[Date Prev][Date Next][Thread Prev][Thread Next]
[Date Index]
[Thread Index]
- Subject: Re: Of Unicode in the next Lua version
- From: Pierre-Yves Gérardy <pygy79@...>
- Date: Sat, 15 Jun 2013 20:13:31 +0200
On Sat, Jun 15, 2013 at 3:52 PM, Roberto Ierusalimschy
<roberto@inf.puc-rio.br> wrote:
>
> You can already easily implement this ǵetchar' in standard Lua (except
> that it assumes a well-formed string):
>
> S = "∂ƒ"
> print(string.match(S, "([^\x80-\xbf][\x80-\xbf]*)()", 1)) --> '∂', 4
> print(string.match(S, "([^\x80-\xbf][\x80-\xbf]*)()", 4)) --> 'ƒ', 6
> print(string.match(S, "([^\x80-\xbf][\x80-\xbf]*)()", 6)) --> nil
Thanks for this pattern trick, it helped me to improve my
`getcodepoint()` routine (although I eventually found a faster
method). A validation routine won't be of much help
if you deal with a document that sports multiple encodings.
If you want to validate the characters on the go and always get a position as
second argument, you need something like this:
If the character is not valid, it returns `false, position`. At the
end of the stream, it returns nil, position + 1.

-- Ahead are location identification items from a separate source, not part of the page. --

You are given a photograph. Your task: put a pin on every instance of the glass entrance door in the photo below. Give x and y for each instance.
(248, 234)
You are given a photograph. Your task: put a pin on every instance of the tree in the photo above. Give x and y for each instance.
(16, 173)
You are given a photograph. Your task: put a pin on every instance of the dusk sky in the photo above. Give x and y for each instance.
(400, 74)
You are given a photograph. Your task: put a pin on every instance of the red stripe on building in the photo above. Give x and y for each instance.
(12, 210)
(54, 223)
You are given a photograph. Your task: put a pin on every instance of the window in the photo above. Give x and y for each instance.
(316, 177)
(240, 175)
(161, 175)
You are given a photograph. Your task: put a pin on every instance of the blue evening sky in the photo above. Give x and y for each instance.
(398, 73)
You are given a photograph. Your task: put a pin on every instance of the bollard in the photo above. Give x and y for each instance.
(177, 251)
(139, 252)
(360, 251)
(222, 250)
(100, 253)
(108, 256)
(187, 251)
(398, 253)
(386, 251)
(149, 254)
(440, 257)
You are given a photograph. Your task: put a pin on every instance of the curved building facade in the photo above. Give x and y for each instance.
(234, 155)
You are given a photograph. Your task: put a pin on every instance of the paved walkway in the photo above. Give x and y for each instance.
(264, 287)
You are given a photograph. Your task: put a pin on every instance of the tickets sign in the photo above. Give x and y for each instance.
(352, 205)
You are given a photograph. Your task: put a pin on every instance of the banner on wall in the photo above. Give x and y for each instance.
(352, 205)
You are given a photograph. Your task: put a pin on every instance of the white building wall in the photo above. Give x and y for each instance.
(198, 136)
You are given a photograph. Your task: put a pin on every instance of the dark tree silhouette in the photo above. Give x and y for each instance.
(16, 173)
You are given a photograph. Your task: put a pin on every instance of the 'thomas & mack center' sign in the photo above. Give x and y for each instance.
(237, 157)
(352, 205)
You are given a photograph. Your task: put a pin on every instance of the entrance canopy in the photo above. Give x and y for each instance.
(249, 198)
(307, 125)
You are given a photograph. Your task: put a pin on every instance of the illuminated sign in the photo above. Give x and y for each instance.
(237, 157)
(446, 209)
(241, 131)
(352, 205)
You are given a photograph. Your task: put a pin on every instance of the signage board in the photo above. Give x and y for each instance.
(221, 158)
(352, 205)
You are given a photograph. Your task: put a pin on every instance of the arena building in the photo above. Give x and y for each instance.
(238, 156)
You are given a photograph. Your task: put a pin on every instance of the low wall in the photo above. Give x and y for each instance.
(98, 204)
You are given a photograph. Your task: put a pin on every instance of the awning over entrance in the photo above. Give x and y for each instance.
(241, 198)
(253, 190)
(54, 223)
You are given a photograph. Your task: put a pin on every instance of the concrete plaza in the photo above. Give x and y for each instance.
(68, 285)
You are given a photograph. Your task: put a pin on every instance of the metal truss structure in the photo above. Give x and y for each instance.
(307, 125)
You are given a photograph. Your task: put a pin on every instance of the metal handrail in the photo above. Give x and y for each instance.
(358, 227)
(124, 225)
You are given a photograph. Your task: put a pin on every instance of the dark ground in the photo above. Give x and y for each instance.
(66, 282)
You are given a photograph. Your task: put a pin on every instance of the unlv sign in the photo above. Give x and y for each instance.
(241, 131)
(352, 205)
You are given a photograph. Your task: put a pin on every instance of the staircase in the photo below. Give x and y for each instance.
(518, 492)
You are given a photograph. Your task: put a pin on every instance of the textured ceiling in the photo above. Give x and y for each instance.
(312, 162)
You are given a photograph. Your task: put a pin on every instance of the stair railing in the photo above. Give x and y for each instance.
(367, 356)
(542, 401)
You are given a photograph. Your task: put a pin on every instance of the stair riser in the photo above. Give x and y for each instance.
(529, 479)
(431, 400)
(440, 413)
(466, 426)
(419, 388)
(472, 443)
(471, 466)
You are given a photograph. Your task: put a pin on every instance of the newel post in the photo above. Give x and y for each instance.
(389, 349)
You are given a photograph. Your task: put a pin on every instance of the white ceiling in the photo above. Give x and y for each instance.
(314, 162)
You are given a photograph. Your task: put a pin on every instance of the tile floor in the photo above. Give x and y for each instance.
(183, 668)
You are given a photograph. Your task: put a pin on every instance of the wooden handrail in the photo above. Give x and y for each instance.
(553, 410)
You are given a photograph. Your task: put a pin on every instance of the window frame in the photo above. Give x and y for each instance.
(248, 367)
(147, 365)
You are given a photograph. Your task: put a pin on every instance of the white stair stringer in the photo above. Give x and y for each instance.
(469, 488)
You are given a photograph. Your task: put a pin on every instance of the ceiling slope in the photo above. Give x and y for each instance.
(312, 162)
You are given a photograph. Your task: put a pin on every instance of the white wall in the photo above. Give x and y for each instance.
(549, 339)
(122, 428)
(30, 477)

local s_byte, s_match, s_sub = string.byte, string.match, string.sub
function getchar(S, first)
if #S < first then
return nil, first
end
local match, next = S:match("^([^\128-\191][\128-\191]*)()", first)
if not match then
return false, first
end
local first, n = s_byte(match), #match
local success
= first < 0x128 and n == 1
or first < 0x224 and n == 2
or first < 0x240 and n == 3
or first < 0x248 and n == 4
or first < 0x252 and n == 5
or first < 0x254 and n == 6
--UTF-16 surrogate code point checking left out for clarity.
if success then
return match, next
else
return false, first
end
end
or this (idem in Lua 5.1/5.2, but twice as fast in LuaJIT, where
`gmatch()` is not compiled):
function utf8_get_char_jit_valid2(subject, i)
if i > #subject then
return nil, i
end
local byte, len = s_byte(subject,i)
if byte < 128 then
return s_sub(subject, i, i), i + 1
elseif byte < 192 then
return false, i
elseif byte < 224 and s_match(subject, "^[\128-\191]",
i + 1) then
return s_sub(subject, i, i + 1), i + 2
elseif byte < 240 and s_match(subject,
"^[\128-\191][\128-\191]",
i + 1) then
return s_sub(subject, i, i + 2), i + 3
elseif byte < 248 and s_match(subject,
"^[\128-\191][\128-\191][\128-\191]",
i + 1) then
return s_sub(subject, i, i + 3), i + 4
elseif byte < 252 and s_match(subject,
"^[\128-\191][\128-\191][\128-\191][\128-\191]",
i + 1) then
return s_sub(subject, i, i + 4), i + 5
elseif byte < 254 and s_match(subject,
"^[\128-\191][\128-\191][\128-\191][\128-\191][\128-\191]",
i + 1) then
return s_sub(subject, i, i + 5), i + 6
else
return false, i
end
end
This is not that complex, but still rather slow in Lua, and the same
goes for getting the code point to perform a range query (useful to
test if a code point is part of some alphabet).
To that, end, you could provide a `utf8.range(char, lower, upper)`, though.
This assumes you don't deprecate patterns in the next Lua version (or
the one after, to ease the transition?).
But I understand the need to balance features and light weight.
`getchar()` and `getcodepoint()` are damn useful to write parsers, but
if LPeg is part of the next version, the point is probably moot.
-- Pierre-Yves